TLDR: I show two cool ML tricks. ‘Grid search’ is a wrong name. And I am average in training ML models.

Some ML tricks

Today, I am happy to learn some cool ML knowledge about inspecting a ML model. Classically, we look at the training curves, where you plot the performance (in accuracy or loss) of your model against training time (e.g., num epochs), on both the training and validation set. That helps with balancing over- and under-fitting. But with simpler1 models like a Linear Regressor, you can do more useful tricks to listen to what the model is actually telling you about the data.

The first trick is to observe the values of each parameter over training time. In simple models, we probably know the meaning of each param. Like in linear regression, the coefficients are the levels of linear correlation2. So by looking at the changes of these params, you know how the model (or, pardon me, ‘the AI’) changes its mind about the data and the world. Subsequently, the convergence of these params would mean the model has almost nothing more to gain from the data, and we should halt the training loop.

The second trick is plotting the ‘hyper plane slice’. Given my little understanding of this trick, I know that this allows me to see how accurate the model is thinking about the data via the lens of only one (or a few) parameters.
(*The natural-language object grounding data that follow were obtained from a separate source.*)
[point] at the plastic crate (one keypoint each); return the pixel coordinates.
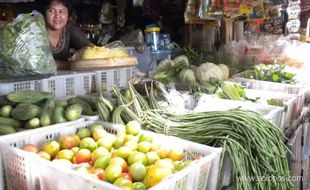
(7, 87)
(13, 165)
(290, 102)
(67, 83)
(31, 172)
(106, 79)
(297, 90)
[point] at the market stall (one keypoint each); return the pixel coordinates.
(228, 109)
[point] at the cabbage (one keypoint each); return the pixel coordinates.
(225, 71)
(208, 70)
(187, 76)
(165, 65)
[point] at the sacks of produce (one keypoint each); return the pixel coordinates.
(24, 47)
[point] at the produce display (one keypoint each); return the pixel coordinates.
(24, 47)
(180, 70)
(22, 110)
(234, 130)
(273, 73)
(129, 159)
(244, 135)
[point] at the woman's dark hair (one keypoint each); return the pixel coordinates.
(46, 3)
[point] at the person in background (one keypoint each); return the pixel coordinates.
(62, 35)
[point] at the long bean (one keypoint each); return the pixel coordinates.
(254, 144)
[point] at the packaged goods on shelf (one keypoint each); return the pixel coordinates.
(107, 78)
(69, 83)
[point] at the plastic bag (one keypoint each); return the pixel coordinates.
(24, 47)
(134, 39)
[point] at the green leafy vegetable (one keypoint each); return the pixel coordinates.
(24, 47)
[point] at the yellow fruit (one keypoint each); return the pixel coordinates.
(52, 148)
(155, 174)
(176, 154)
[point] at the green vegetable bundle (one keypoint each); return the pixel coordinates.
(24, 47)
(254, 144)
(273, 73)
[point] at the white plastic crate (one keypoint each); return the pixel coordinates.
(106, 79)
(7, 87)
(290, 102)
(14, 165)
(33, 173)
(297, 90)
(68, 83)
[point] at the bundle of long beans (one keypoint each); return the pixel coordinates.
(254, 144)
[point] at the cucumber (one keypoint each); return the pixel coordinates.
(47, 113)
(28, 96)
(59, 114)
(10, 122)
(25, 111)
(6, 129)
(62, 103)
(87, 109)
(4, 101)
(6, 110)
(33, 123)
(73, 112)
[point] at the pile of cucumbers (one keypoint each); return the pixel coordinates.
(27, 109)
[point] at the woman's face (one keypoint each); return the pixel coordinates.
(56, 16)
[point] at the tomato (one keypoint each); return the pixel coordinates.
(112, 172)
(67, 142)
(131, 138)
(88, 143)
(99, 172)
(144, 146)
(52, 148)
(30, 148)
(119, 141)
(151, 157)
(83, 133)
(139, 186)
(176, 154)
(77, 139)
(100, 151)
(137, 157)
(83, 155)
(162, 152)
(133, 127)
(144, 137)
(155, 174)
(65, 154)
(121, 162)
(137, 171)
(132, 144)
(179, 165)
(105, 142)
(165, 163)
(95, 126)
(127, 176)
(102, 161)
(123, 152)
(98, 133)
(44, 155)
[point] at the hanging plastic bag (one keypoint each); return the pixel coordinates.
(24, 47)
(134, 39)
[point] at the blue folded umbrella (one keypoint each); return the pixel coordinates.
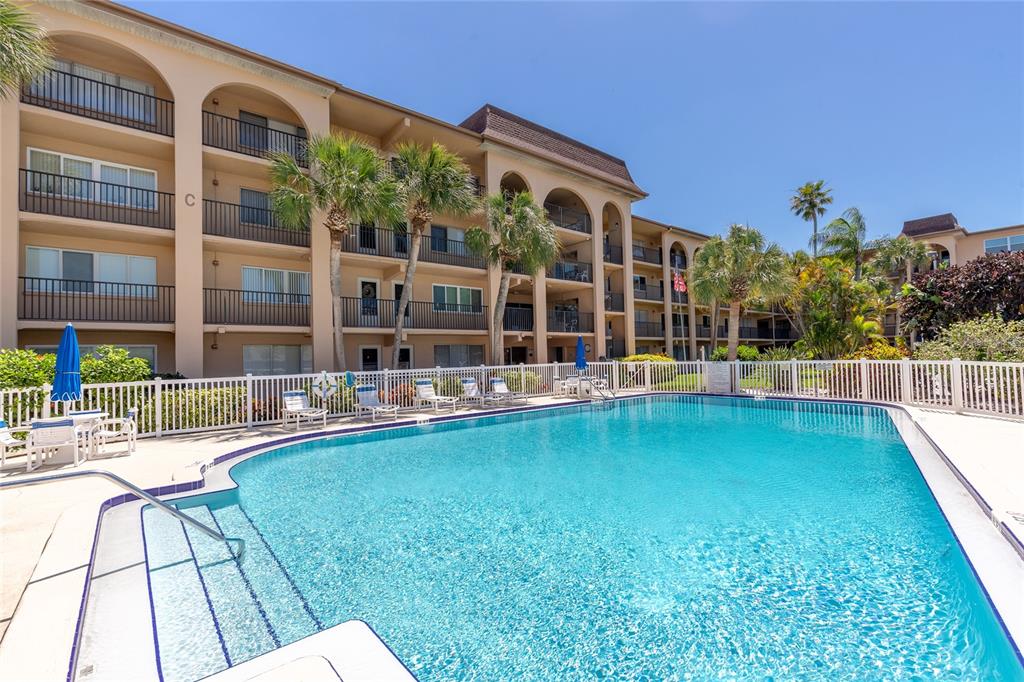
(68, 378)
(581, 354)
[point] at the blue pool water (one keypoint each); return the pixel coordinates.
(668, 538)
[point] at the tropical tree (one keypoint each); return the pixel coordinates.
(737, 270)
(845, 238)
(350, 184)
(433, 181)
(517, 233)
(25, 52)
(809, 203)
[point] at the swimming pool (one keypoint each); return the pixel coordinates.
(668, 537)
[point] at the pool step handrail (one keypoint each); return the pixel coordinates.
(238, 545)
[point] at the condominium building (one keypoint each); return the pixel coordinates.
(133, 203)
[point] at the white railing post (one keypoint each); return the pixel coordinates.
(158, 406)
(905, 385)
(863, 379)
(956, 375)
(249, 401)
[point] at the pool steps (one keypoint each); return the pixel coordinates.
(237, 609)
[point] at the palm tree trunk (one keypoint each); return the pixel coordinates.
(407, 291)
(336, 300)
(498, 326)
(733, 329)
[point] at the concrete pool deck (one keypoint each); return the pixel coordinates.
(987, 452)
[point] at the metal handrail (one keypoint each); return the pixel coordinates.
(36, 480)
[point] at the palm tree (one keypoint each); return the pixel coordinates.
(433, 180)
(809, 203)
(845, 239)
(738, 269)
(25, 51)
(350, 183)
(517, 233)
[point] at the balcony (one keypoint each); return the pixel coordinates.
(571, 270)
(66, 92)
(389, 244)
(568, 218)
(381, 313)
(647, 255)
(649, 329)
(570, 322)
(518, 320)
(648, 294)
(251, 139)
(83, 300)
(612, 254)
(233, 306)
(243, 222)
(89, 200)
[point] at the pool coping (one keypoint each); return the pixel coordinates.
(213, 478)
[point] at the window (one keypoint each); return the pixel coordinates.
(97, 272)
(276, 359)
(1005, 244)
(146, 352)
(265, 285)
(458, 299)
(458, 355)
(89, 179)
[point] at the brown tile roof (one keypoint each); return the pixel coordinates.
(516, 131)
(934, 223)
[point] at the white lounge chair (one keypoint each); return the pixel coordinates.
(500, 390)
(368, 400)
(297, 408)
(105, 429)
(48, 435)
(7, 441)
(425, 393)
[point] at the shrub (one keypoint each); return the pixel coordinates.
(989, 285)
(879, 349)
(987, 338)
(743, 352)
(525, 382)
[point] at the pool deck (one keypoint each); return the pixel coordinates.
(987, 452)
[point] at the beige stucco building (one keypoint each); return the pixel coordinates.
(133, 203)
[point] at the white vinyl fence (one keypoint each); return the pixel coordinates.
(183, 406)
More on that in later posts.

I have a mysterious hatred with this technique. Oftentimes in the past, when I ran grid-search, it takes more than a minute to finish. And there I was not in the mood to wait because I was probably using Google Colab, which requires painful tricks to keep the interface awake. And the hassle to save the model ASAP after the search is done (so that I don’t lose the hard-earned model) is stressful.
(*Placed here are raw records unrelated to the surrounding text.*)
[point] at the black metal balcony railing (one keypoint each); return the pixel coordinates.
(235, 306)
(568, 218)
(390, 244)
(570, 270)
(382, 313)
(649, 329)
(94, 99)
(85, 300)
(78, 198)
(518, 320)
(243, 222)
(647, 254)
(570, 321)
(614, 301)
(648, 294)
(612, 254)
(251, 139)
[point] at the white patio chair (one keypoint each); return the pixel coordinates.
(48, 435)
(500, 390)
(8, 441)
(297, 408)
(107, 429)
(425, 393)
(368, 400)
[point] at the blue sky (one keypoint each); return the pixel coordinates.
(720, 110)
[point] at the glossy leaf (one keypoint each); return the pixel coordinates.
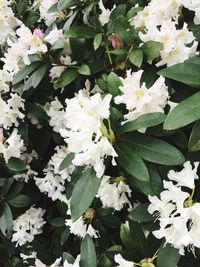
(84, 193)
(184, 113)
(130, 160)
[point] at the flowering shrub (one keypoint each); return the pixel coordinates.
(99, 133)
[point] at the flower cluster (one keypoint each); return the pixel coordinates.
(95, 119)
(178, 212)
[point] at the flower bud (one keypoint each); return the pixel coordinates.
(116, 41)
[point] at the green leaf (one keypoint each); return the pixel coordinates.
(141, 214)
(88, 253)
(184, 113)
(53, 9)
(66, 162)
(133, 238)
(58, 222)
(67, 77)
(69, 22)
(194, 141)
(136, 57)
(20, 201)
(187, 72)
(151, 50)
(168, 257)
(144, 121)
(97, 41)
(68, 257)
(6, 220)
(84, 192)
(114, 83)
(129, 159)
(16, 165)
(38, 75)
(155, 150)
(64, 4)
(24, 72)
(84, 69)
(38, 111)
(80, 32)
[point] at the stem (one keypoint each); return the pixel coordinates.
(109, 56)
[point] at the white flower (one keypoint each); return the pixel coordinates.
(43, 9)
(56, 112)
(178, 45)
(105, 13)
(8, 21)
(177, 212)
(114, 195)
(11, 111)
(53, 183)
(27, 226)
(53, 36)
(138, 99)
(122, 262)
(56, 71)
(186, 177)
(193, 5)
(155, 13)
(75, 264)
(13, 146)
(88, 137)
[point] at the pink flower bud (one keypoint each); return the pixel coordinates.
(116, 41)
(1, 135)
(38, 33)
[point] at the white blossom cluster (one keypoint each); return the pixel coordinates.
(88, 138)
(8, 22)
(27, 226)
(114, 195)
(57, 263)
(176, 210)
(138, 98)
(53, 183)
(159, 19)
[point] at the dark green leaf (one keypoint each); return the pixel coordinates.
(58, 222)
(151, 50)
(20, 201)
(133, 238)
(38, 111)
(155, 150)
(187, 72)
(67, 77)
(6, 221)
(84, 69)
(136, 57)
(184, 113)
(16, 165)
(194, 141)
(141, 214)
(65, 4)
(24, 72)
(129, 159)
(80, 32)
(144, 121)
(88, 254)
(113, 84)
(38, 75)
(97, 41)
(84, 192)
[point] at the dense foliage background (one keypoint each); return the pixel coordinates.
(100, 133)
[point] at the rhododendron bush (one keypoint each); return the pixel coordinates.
(100, 133)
Also, I feel like the word ‘search’ is not suitable for this technique. Search is a while loop that we truly don’t know when it will stop. Grid search is a fixed-time for loop. Sklearn called it exhaustive grid search, which is just slightly better – the ‘search’ is still there. Therefore, I would like to propose a better name – grid exploration. You explore uniformly all settings in the grid, and report back all the samples you collected at those settings. Like the Mar Rovers. That makes me want to implement it so much, makes me feel like a NASA programmer.
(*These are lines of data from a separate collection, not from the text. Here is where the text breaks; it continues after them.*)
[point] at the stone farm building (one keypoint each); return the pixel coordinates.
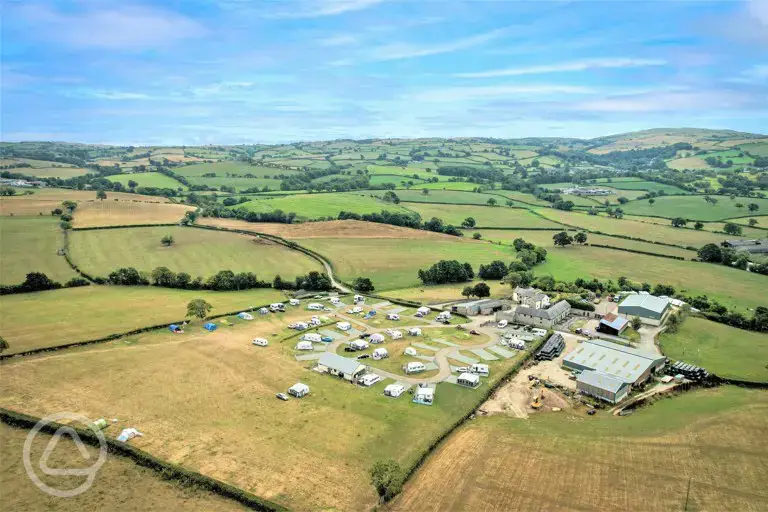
(652, 310)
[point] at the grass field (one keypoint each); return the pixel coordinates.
(313, 206)
(485, 216)
(673, 455)
(125, 213)
(30, 245)
(148, 179)
(730, 286)
(721, 349)
(43, 200)
(47, 319)
(206, 401)
(392, 265)
(694, 207)
(198, 252)
(119, 481)
(627, 227)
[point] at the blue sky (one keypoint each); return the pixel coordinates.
(240, 71)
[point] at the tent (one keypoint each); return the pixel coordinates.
(298, 390)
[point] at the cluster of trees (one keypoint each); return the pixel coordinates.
(38, 281)
(408, 220)
(447, 271)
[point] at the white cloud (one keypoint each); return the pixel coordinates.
(398, 51)
(576, 65)
(112, 28)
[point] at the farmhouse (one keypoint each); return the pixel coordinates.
(531, 297)
(602, 386)
(612, 324)
(546, 318)
(629, 365)
(652, 310)
(338, 366)
(480, 307)
(756, 246)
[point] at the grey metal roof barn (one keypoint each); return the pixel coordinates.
(644, 305)
(625, 363)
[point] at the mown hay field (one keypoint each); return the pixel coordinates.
(627, 227)
(148, 179)
(394, 264)
(30, 244)
(118, 482)
(127, 213)
(730, 286)
(207, 401)
(313, 206)
(695, 208)
(485, 216)
(198, 252)
(723, 350)
(698, 451)
(47, 319)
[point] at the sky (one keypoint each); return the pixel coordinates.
(260, 71)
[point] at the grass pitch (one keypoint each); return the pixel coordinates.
(198, 252)
(673, 455)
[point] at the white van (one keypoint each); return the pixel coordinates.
(414, 367)
(369, 379)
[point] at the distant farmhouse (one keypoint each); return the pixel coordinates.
(757, 246)
(652, 310)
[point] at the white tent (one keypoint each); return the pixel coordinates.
(376, 338)
(298, 390)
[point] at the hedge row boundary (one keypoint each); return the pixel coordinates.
(435, 444)
(647, 253)
(116, 336)
(164, 470)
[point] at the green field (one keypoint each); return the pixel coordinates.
(700, 451)
(695, 208)
(485, 216)
(198, 252)
(313, 206)
(394, 264)
(47, 319)
(30, 244)
(720, 349)
(147, 179)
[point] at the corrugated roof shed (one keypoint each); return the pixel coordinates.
(649, 302)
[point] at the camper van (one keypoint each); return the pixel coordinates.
(414, 367)
(380, 353)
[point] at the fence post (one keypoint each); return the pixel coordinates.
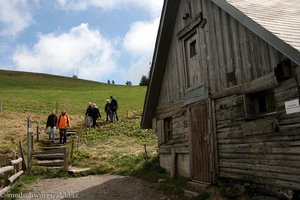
(65, 159)
(37, 133)
(56, 108)
(30, 134)
(72, 149)
(17, 166)
(146, 154)
(1, 106)
(22, 156)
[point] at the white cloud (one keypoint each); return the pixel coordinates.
(15, 16)
(152, 6)
(140, 39)
(81, 48)
(139, 42)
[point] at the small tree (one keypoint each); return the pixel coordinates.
(144, 81)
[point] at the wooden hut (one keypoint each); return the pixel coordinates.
(224, 85)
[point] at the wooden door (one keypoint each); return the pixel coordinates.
(200, 143)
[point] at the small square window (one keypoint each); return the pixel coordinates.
(259, 104)
(193, 51)
(168, 130)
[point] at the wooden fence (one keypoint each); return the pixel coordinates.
(10, 173)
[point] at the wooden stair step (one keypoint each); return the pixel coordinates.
(50, 163)
(48, 156)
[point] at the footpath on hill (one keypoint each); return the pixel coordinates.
(104, 187)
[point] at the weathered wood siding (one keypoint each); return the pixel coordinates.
(227, 53)
(265, 156)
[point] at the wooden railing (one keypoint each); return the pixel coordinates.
(10, 173)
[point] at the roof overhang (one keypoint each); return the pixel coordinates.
(259, 30)
(160, 57)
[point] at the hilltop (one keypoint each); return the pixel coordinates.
(35, 94)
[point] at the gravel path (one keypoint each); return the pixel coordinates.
(104, 187)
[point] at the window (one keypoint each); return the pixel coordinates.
(266, 102)
(259, 104)
(193, 51)
(168, 130)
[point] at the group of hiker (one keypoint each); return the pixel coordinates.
(92, 114)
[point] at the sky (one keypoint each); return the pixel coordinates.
(97, 40)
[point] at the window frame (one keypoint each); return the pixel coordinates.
(193, 48)
(253, 104)
(168, 129)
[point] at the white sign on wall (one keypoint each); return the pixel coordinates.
(292, 106)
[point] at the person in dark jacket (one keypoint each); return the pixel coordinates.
(95, 115)
(107, 111)
(51, 126)
(63, 123)
(88, 116)
(114, 108)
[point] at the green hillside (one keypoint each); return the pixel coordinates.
(38, 93)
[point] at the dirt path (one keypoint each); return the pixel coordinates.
(104, 187)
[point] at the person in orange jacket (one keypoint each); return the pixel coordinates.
(63, 123)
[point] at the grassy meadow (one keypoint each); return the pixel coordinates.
(23, 94)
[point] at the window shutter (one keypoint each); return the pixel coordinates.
(160, 131)
(249, 106)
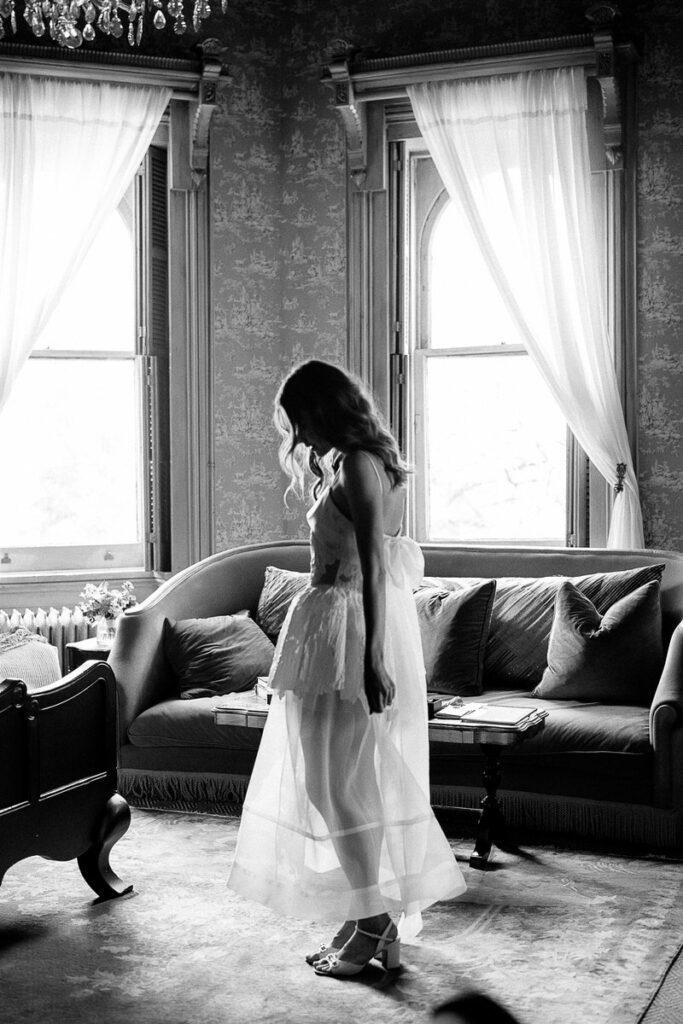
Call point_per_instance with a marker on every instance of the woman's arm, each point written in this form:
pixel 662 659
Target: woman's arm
pixel 363 492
By the way, this technique belongs to the family of hyperparameter optimization3 techniques. Even this name is not good for me because optimization sounds pretty rapid, but this is a slow thing. But that’s okay.

“Optimizing accuracy”

As usual, I take this chance to think a bit more broadly. And I realized I had been constantly surprised by how inexperienced I am compared to my undergrad friends in optimizing for accuracy in ML. Somehow, a lot of them are very pragmatic and could achieve really high results on unseen data. I was in a Machine Learning class where my ranking is right at the middle, which means my ML engineering skill is around the average.

But that should not be surprising. Training a ML model is a dark art. It a place where good execution is needed more than good ideas. There is so many tricks you can do to achieve a good score, and most of the tricks are based on the so-called experiences and intuitions. It is probably not a skill where you can take shortcuts by being a good mathematician, rationalizing the problem, predicting that technique would work without actually running experiments. Unfortunately, that is the mindset I am unembarassedly embracing.

From Here

Anyway, there will come a time when I need to do a grid exploration on how to train an ML model. I am both excited and lazy to see it coming. Is Kaggle a good place to start?

  1. I wanted to use more precise words like ‘interpretable’ or ‘transparent’, but I honestly don’t know what is the correct word. 

  2. I may be wrong. People have methods to measure linear correlation – either Pearson or Spearman coefficient. Not sure if the coef of a linear regressor is equivalent/related to those. 

  3. On a small tangent, let’s mention Optuna as an emergingly famous tool to do hyperparam optimization. I will learn about it one day.